When I was 19, I worked at the Front Desk at a hotel in Union Square in San Francisco ~ I had only lived here a few months. My mom came to visit me, her first trip to San Francisco and indeed her first vacation trip even out of Texas (working as a strawberry-picker in California when she was pregnant with me does not count as "travel"). I was glad I could get her a discounted room so she would not have to sleep on my futon in that slum I called home in the Lower Haight. At work, I had learned how to say "the key" in Italian, and I tried to show off for my mom. I told her ~ "la chiave" (la kee-ah-veh). She laughed and told me, "Por supuesto, La Que Abre" ~ which means in Spanish, literally, "Of course, The One That Opens." And I was stunned by her humor, her quick wit, and the memorable pneumonic device which, to this day, helps me remember how to say "the key" in Italian. That was the first private moment we shared where I felt at ease with my mom ~ almost an adult, but with so much to learn ~ such as how I got to be such a smart-ass myself ~ where I got my own sarcasm, humor, and penchant for puns. This funny moment with my Mom made me realize I wasn't some tortured teen who had developed her personality despite my family's quirks, but because of them ~ I had spent so many of my angst-filled teen years trying to be so unlike my Mother, that I had failed to value the ways in which we were so alike ~ the verbal mirror-image. Later, my sister joined us ~ just the three girls; our first adult trip ~ and I showed them the City, took them to see the Nutcracker Ballet, and, before reaching the point where I would feel trapped by the touristy sightseeing, put them on a bus to go see Muir Woods. I will never, ever forget that image of my mom in the hotel, laughing, waving a key in front of me, and making me laugh ~ it felt like looking in a mirror, but not at a reflection of how I look ~ more like at how I am ~ it was touching, reassuring, enlightening.....and funny.
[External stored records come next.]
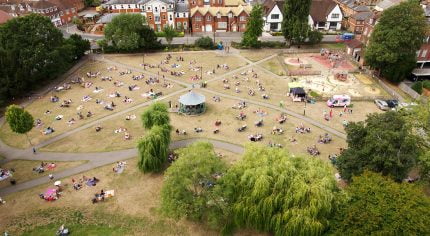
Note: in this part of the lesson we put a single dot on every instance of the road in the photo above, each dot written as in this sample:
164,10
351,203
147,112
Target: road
190,38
Months later, I went home to Houston to visit. And my mom joined my sister and me upstairs. My sister and I were sharing lotions and potions and all sorts of girlish retail therapy items, and my mother sat on the floor with us. It was accidental ~ we nearly resorted to our knee-jerk adolescent reaction of whining, "Mommm, get out of our room!" But we didn't. Three adult women ~ two generations ~ two languages ~ three shades of brown ~ having known each other for a child's lifetime, and now tentatively and humorously getting to know each other as adults. My sister and I used to like to tell my mom how "fancy" we were, with all our high-end beauty products (way before my current poor, nonprofit years). My Mom would feign admiration and say that she wished she was as lucky as we were ~~ deftly and subtly weaving in a storyteller's sleight-of-hand: forgiving our youth-induced, blissful ignorance of the fact that we wouldn't be so damn lucky if it weren't for her and my Dad ~ I mean, do you know how hard it is to work as a strawberry-picker, while you're pregnant? Sheesh, and now there we were, in a fancy house, wasting fancy strawberry-scented lotion. Then my sister rubbed some lotion on her shoulders ~ they shimmered and radiated softness ~ and of course they did; she was like 18 years old! My sister "struck a pose," glancing seductively back over her shoulder at us and said to my mom, "feel them ~ mis shoulders son tan supple" (yep, Spanglish for "my shoulders are so supple.") Supple. A word my mother would never know. Or so we thought. My mom's retort? "Por supuesto, como un sapo!" ~~ which means, "Of course, like a toad!" As you may have guessed, "sapo" rhymes perfectly with "supple" and both, well, sort-of, allude to a soft, shiny texture of the skin. Our howling laughter scared my Dad downstairs ~ maybe because he had rarely heard us have so much fun with our Mom like that. My sister displayed mock mortification at Mom's comment, but secretly we both must have marveled at how smart, and witty, she is ~ something we rarely admit to her.
So, Happy Birthday to my kick-ass Mom and mil gracias to her for her sense of humor, her unexpected puns, her radiant skin and good genes which will keep me glowing until I'm 90, and for putting up with two smart-ass, kick-ass, bratty daughters!